Imagine two stakes in your backyard. Now draw an east-west, north-south coordinate system on your lawn. Measure the east-west distance between the stakes and also the north-south distance. Take the square root of the sum of the squares of the two measurements and, voilà, you end up with the "distance" between the two stakes.
You could have just as well used a different coordinate system, and you would have arrived at the same answer. According to the Pythagorean theorem, any right triangle will do the job—you'll always compute the same distance between the stakes.
This is a basic fact of Euclidean geometry.
It works on a plane, but would not work if your backyard was not flat. In the flat three-dimensional spatial world in which we happen to live, distance is "invariant" to the coordinate system we use when conducting our measurements.
But wait... actually, we live in four dimensions.

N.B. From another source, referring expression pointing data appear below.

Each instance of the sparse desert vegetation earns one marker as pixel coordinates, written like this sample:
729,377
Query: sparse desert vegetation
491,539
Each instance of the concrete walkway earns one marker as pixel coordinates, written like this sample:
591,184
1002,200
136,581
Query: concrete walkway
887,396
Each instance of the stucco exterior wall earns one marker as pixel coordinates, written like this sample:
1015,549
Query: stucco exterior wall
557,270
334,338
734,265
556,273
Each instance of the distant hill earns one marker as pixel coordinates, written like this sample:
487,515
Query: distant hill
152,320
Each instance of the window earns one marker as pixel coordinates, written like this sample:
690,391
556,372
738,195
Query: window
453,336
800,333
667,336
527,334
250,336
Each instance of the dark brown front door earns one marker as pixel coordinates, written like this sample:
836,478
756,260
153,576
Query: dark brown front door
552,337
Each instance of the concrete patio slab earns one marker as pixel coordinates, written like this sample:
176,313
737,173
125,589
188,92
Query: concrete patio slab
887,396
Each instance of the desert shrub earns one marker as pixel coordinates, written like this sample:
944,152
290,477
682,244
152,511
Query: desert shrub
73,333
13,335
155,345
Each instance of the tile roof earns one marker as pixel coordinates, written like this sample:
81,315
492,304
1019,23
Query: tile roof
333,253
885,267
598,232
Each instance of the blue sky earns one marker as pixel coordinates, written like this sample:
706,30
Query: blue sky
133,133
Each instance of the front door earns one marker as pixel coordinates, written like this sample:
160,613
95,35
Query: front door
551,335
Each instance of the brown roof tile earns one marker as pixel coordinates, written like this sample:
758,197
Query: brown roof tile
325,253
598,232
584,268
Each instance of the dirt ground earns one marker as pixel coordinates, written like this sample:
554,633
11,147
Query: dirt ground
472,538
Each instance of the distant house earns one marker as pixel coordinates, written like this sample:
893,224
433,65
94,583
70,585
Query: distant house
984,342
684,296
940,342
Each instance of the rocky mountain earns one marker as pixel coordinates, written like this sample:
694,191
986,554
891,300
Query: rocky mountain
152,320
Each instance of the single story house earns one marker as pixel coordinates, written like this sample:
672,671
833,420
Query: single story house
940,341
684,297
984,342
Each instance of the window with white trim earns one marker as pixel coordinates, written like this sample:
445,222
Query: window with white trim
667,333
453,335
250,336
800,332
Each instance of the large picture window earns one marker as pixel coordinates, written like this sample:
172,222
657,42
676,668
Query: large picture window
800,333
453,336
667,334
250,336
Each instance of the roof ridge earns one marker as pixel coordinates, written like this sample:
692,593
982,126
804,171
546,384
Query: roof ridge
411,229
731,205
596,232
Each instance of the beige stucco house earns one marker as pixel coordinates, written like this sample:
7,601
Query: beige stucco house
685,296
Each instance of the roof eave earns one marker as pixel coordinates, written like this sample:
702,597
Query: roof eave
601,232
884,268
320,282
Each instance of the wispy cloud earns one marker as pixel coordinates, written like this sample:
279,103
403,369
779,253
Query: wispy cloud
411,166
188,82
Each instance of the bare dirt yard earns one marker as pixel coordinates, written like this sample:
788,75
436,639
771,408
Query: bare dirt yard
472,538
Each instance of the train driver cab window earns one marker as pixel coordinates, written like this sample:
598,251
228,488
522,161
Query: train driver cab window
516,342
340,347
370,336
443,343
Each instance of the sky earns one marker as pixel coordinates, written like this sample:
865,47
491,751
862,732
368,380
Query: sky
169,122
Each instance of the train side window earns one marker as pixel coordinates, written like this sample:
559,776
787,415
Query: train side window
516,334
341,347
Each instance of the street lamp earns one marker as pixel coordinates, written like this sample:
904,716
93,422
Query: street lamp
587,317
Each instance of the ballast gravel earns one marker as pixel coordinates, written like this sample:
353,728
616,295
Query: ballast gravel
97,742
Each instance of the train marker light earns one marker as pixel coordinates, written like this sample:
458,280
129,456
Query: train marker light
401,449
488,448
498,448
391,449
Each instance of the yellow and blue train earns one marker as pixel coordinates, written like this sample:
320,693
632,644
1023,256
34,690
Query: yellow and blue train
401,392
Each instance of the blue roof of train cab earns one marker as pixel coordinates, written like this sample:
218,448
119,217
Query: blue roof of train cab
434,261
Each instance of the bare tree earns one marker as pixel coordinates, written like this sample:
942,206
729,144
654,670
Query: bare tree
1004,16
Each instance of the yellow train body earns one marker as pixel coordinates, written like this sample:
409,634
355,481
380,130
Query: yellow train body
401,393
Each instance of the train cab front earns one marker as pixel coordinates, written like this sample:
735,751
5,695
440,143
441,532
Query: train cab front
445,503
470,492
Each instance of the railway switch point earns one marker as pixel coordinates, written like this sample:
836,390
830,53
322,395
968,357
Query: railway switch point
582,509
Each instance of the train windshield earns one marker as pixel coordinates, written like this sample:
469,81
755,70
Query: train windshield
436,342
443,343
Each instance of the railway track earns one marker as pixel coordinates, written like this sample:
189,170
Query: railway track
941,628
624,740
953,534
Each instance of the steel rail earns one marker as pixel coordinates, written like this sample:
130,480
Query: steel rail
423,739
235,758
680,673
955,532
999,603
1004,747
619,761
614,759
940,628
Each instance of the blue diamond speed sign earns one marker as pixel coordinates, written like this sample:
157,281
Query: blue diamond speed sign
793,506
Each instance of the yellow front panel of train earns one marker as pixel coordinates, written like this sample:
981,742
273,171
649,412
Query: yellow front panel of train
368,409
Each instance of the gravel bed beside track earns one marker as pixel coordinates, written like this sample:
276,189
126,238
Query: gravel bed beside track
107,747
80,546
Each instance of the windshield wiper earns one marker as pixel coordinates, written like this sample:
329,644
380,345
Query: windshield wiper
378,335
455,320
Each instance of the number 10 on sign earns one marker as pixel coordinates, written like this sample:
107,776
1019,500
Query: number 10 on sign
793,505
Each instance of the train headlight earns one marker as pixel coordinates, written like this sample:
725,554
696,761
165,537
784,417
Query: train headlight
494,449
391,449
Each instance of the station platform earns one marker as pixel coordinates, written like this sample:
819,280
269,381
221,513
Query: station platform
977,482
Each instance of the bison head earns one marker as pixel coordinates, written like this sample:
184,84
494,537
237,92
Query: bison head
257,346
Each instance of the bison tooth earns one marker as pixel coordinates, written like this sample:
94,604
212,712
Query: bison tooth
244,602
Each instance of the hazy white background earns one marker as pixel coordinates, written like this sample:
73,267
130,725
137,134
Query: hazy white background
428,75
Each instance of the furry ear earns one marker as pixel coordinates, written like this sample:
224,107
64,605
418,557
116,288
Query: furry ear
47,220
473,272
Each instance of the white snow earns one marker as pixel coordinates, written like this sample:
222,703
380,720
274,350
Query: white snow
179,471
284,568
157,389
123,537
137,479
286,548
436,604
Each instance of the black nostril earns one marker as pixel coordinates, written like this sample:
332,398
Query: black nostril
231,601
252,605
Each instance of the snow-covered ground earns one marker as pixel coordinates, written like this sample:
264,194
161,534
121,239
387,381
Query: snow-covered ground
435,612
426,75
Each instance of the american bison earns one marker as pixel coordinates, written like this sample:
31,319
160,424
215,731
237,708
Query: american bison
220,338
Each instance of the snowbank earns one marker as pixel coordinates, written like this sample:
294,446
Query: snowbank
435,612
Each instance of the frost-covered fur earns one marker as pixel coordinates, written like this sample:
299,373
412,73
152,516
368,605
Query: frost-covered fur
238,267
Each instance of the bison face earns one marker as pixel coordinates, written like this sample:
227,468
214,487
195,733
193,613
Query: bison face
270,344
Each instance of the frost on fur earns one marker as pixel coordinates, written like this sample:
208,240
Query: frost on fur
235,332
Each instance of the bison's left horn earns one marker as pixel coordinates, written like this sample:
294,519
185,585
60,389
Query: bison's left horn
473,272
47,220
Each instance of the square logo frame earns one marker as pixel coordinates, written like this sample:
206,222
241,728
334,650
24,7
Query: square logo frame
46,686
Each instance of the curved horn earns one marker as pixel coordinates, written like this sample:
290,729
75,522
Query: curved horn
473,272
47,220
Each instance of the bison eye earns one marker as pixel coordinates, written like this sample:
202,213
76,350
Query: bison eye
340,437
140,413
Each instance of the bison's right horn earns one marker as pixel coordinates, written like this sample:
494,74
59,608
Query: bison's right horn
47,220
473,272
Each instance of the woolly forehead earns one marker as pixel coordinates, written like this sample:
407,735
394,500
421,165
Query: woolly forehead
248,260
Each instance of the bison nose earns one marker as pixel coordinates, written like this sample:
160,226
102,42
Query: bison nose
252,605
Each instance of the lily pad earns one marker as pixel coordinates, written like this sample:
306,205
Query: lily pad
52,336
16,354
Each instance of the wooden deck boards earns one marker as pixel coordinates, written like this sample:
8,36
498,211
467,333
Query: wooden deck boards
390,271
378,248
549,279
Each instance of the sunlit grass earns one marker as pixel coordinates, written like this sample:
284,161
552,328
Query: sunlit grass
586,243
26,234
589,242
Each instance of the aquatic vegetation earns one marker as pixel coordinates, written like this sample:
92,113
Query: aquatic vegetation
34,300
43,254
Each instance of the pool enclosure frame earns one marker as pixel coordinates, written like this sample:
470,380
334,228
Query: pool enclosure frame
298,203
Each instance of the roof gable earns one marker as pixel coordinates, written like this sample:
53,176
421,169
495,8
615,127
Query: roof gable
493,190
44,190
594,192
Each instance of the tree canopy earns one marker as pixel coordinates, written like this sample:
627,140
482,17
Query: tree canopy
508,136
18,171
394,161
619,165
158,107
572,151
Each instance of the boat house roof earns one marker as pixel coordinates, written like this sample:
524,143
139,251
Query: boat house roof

When you add in time, points are in space-time. Two points represent two events, and the distance between them is known as the "interval". The interval is computed differently in four dimensions.
You still sum the squares of all the distances, but now you also subtract the square of the time (measured in seconds times the speed of light) between the events. And just like in your backyard, the length of the interval you arrive at is invariant to changes in coordinate system (in this case a coordinate system is called an "inertial reference frame").
And that is really all there is to Einstein's theory of special relativity, leading to slow moving clocks, shrinking rods, twin paradoxes, and E = mc2.